Christopher Urmson, a former Carnegie Mellon University computer scientist who heads the project, gave a brief overview of the project’s evolution from its original goal of driving 100 000 miles safely in highway traffic conditions to driving on city streets. (The fleet has now passed the 700 000-mile mark.) Urmson said that driving local routes was “100 times more difficult than freeway driving.” But despite the constant barrage of stimuli local roads offer, the cars apparently do a (not) bang-up job.

Before Google’s self-driving car can do for all of us what it did for reporters last week, the Internet search giant has another massive project to undertake. As we reported in the Automaton blog back in 2011, it’s all about the maps:

First, it relies on very detailed maps of the roads and terrain, something that Urmson said is essential to determine accurately where the car is. Using GPS-based techniques alone, he said, the location could be off by several meters.

 

Andrew Chatham, who heads the team’s mapping effort, described it thusly last week as reported in The Atlantic:

“We tell it how high the traffic signals are off the ground, the exact position of the curbs, so the car knows where not to drive,” he said. “We’d also include information that you can’t even see like implied speed limits.” This keeps the burden on the car’s software to a minimum. “We tell it what the world is expected to look like when it is empty,” said Chatham. “And then the job of the software is to figure out how the world is different from that expectation.”

Therein lies a big problem—and the next, rather massive, challenge. The vehicles in Google’s fleet definitely qualify as smart cars. But if you plunked one down in a random city that the Google team has yet to exhaustively map, it would be akin to Superman being unable to switch out of his guise as mild-mannered reporter Clark Kent. When the digitized female voice says “Autodriving,” indicating the switch to automated-driving mode, it would be no more capable than the car you drive to work every day.

Google has so far done the work of having human drivers traverse the roads in the vicinity of its campus. But that’s only 3200 kilometers of road out of the roughly 6.4 million kilometers comprising the U.S. road network.

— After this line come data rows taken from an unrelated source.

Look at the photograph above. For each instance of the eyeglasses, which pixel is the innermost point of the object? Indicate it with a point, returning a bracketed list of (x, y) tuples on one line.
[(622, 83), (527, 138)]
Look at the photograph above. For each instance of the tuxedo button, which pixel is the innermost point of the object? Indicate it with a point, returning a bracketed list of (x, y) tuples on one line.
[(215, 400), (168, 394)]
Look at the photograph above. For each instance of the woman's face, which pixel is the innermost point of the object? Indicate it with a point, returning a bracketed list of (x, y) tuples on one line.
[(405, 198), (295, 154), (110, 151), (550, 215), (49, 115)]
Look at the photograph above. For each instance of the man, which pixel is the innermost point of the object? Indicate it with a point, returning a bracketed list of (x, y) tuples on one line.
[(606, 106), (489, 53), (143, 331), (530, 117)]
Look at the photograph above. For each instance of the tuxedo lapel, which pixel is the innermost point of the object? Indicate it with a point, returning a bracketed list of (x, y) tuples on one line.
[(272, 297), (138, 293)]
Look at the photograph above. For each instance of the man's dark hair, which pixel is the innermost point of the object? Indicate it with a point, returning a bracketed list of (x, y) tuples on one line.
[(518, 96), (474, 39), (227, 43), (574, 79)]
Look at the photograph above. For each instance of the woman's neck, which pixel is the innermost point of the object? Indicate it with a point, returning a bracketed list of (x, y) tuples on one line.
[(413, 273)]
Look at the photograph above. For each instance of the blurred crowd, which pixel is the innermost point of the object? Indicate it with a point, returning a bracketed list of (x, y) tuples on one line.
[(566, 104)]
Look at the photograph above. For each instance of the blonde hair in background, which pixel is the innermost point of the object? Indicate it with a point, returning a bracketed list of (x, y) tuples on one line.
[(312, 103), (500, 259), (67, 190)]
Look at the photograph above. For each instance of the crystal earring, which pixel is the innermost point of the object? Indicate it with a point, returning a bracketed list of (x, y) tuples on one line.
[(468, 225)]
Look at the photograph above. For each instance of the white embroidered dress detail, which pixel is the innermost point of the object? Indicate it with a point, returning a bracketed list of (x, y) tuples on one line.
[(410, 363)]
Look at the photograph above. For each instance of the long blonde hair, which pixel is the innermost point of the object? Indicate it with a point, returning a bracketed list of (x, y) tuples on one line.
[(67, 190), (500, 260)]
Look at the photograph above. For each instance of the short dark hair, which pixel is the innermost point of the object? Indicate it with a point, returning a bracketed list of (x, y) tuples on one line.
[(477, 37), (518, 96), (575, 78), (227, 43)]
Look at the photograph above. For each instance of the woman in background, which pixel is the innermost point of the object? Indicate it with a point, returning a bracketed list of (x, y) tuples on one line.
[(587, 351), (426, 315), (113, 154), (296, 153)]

And although Google has sent drivers down all these roads for its Google Maps project (I can’t remember the last time I even saw a paper map), the level of detail required for automated driving is far higher than what you need to ensure that you don’t get lost on the way to the restaurant your friends raved about during their last vacation.

So, how long will this mapping take? Though Google cofounder Sergey Brin has said publicly that the suite of sensors and the compilation of gadgets that apply the captured data would be commercially available by 2017, Urmson suggested a date closer to 2020. By then, perhaps, Google will have spread its mapping, and the “boredom” of automated driving, over a much greater swath of the United States.